033 Hz, resulted in an immediate change of the size of the synaptic
response. This effect was temporally dependent in that by varying the time interval and order of the stimulations, the pairing resulted in various Akt activation forms of synaptic plasticity of the SC-CA1 synaptic transmission (Figures 1C and 1D). When pairing SO stimulation 100 ms before the SC stimulation, robust LTP of the EPSC amplitude was induced; intervals of 200 and 50 ms were less effective and only produced a short-term potentiation (STP; Figures 1C and 1D). When the interval was shortened to 10 ms, short-term depression (STD) was induced with a less significant effect at a duration of 20 ms. Concurrent stimulation of the SO and SC did not induce any changes in the synaptic response. However, when the SO stimulation was given after the SC stimulation, LTP was induced at the 10 ms time interval,
with a slight potentiation at 20 ms and no effect at 50, 100, or 200 ms intervals (Figures 1C and 1D).
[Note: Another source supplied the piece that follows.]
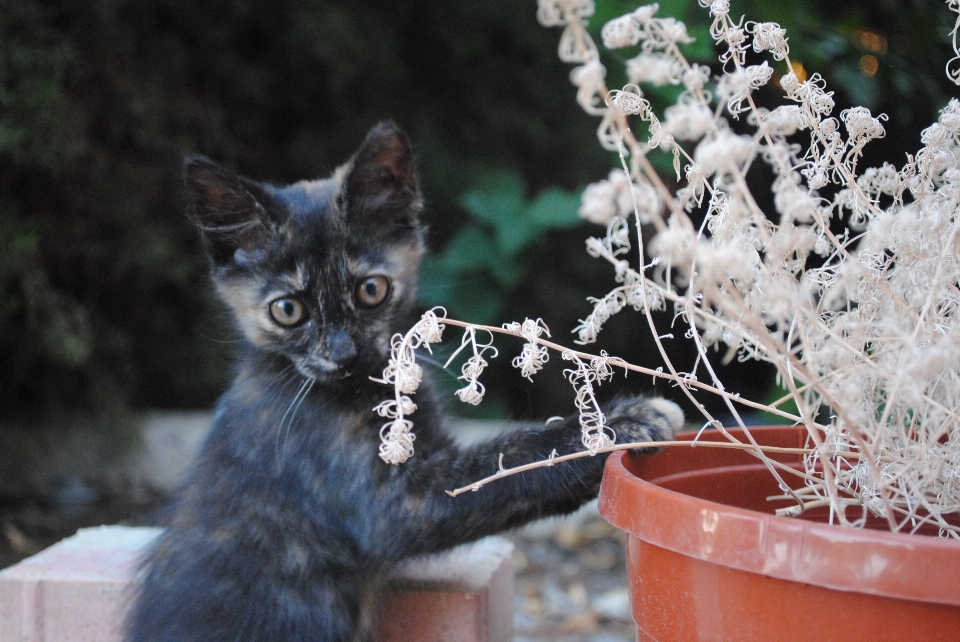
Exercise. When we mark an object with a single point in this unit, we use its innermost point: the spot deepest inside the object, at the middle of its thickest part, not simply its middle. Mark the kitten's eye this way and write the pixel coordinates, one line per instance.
(373, 290)
(287, 312)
Interestingly, whereas only five pairings were almost as effective as ten when using ±10 ms intervals (SO before or after SC), five pairings induced only STP instead of LTP when pairing SO 100 ms before SC (Figures S1E–S1H). The induction of different forms of plasticity stresses the importance of the timing of cholinergic inputs and local synaptic activity in inducing this type of synaptic plasticity. This plasticity depends on both the BKM120 purchase timing of the cholinergic input and the activity of local hippocampal synapses receiving the input. Thus, one cholinergic input may result in different types of plasticity at different synapses, ADP ribosylation factor depending on the local glutamatergic activity in each spine. Thus, this timing- and context-dependent mechanism provides not only temporal but also spatial precision. To investigate which AChRs might be involved in mediating these forms of plasticity, bath application of cholinergic receptor antagonists was used during the pairing protocol (Figures
2A–2D); MLA and DHβE were used to test for the α7 and non-α7 nAChRs, respectively, and atropine was used to test for the mAChR (Figures 2E–2H). The LTP induced by the preceding SO stimulation (100 ms) was completely blocked by MLA (10 nM), whereas DHβE (1 μM) and atropine (5 μM) were ineffective (Figure 2A). Similarly, the induction of STD by SO 10 ms before SC was also blocked by MLA, with DHβE and atropine also having no effect (Figure 2B). Therefore, induction of either LTP or STD with prior SO stimulation was due to activation of the α7 nAChR. In contrast the LTP induced when the SO stimulation occurred after (10 ms) SC stimulation was insensitive to blockade of nAChRs but was blocked by the mAChR antagonist atropine ( Figure 2C), indicating that mAChRs mediated this form of plasticity.